This page provides a list of ideas for changing or enhancing MOSES in various ways, to make it more powerful, more useful or possibly faster.
Most of the content from the GSOC Ideas for MOSES page should be moved here. Almost all of the proposals there need to be worked out in much greater detail, as they are currently hard to understand and evaluate. Most of the proposals below should probably be explained in greater detail as well.
At this time, MOSES is highly tuned for the supervised learning of combo expression trees that model rectangular tables of data. The combo programs describe the dependent column, as a function of the independent columns in the table.
The proposal is to add support for 'virtual columns' in the table. These virtual columns would be described by combo trees: i.e. would be functions of the other columns in the table. Once in place, they would then be treated just like any other columns in the input table.
These columns could be specified 'by hand' by the user, or they could be auto-generated and managed by moses internals.
There are many benefits that such a structure could provide:
- Memoization of common subexpressions. If a given virtual column stores the pre-computed values associated with its combo tree, it can be understood as a memoization of that tree. This could speed performance.
- Differential equation learning. For example, if an input table contained position data obtained at uniform time intervals, then the difference between two rows would be a velocity; the difference of two velocities would be an acceleration. Having these as column values would enable MOSES to learn simple differential questions. Note, however: currently, in combo, there is no way to create a combo expression that says "take the difference between neighboring rows". If such an ability is added, and its also added as a combo vertex function, then MOSES could just use that during knob decoration, and virtual columns would not actually be needed for diff eq learning (although they may speed it up, due to memoization, above).

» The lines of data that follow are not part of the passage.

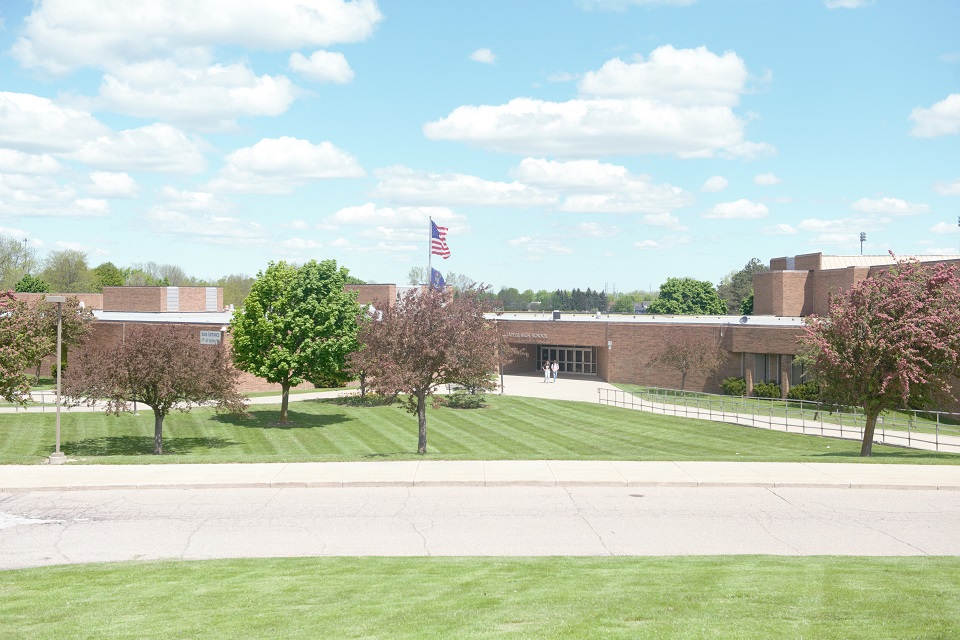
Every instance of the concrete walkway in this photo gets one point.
(18, 478)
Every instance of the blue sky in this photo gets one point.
(569, 143)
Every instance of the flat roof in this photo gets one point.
(165, 317)
(650, 318)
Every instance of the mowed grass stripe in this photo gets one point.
(509, 428)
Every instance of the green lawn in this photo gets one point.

- Simplified Neural Net support (or SVM, or other linear Kernel methods) A single virtual column could hold the output of a single 'neuron'. This would allow MOSES to learn expressions that combine the outputs of different neurons. This begs the question: who sets the weights for the neurons? With an appropriate API, other, outside systems could set the weights. But possibly MOSES could set the weights itself: In principle, MOSES is capable of learning linearized expressions. In practice, it is currently very slow to learn these. One of the main benefits here is again a 'memoization'.
Thus, virtual columns seem like a good idea, but maybe there are other ways of obtaining similar function.
Hypergraph instead of collection of trees
An alternative way to adress memoization and saving some RAM is to represent the population as hypergraph, akin to a knowledge base in an atomspace, with the difference that the mutual part of an atom would be essentially a column of values instead of a truth value.
Reduct engine based on algebraic properties
Could simplify the code and make it easier to add more operators, or functions as building blocks (like say XOR). Additionally if we can automatically infer those properties via some narrow theorem proving strategie it eliminate the need to specify the properties for new functions.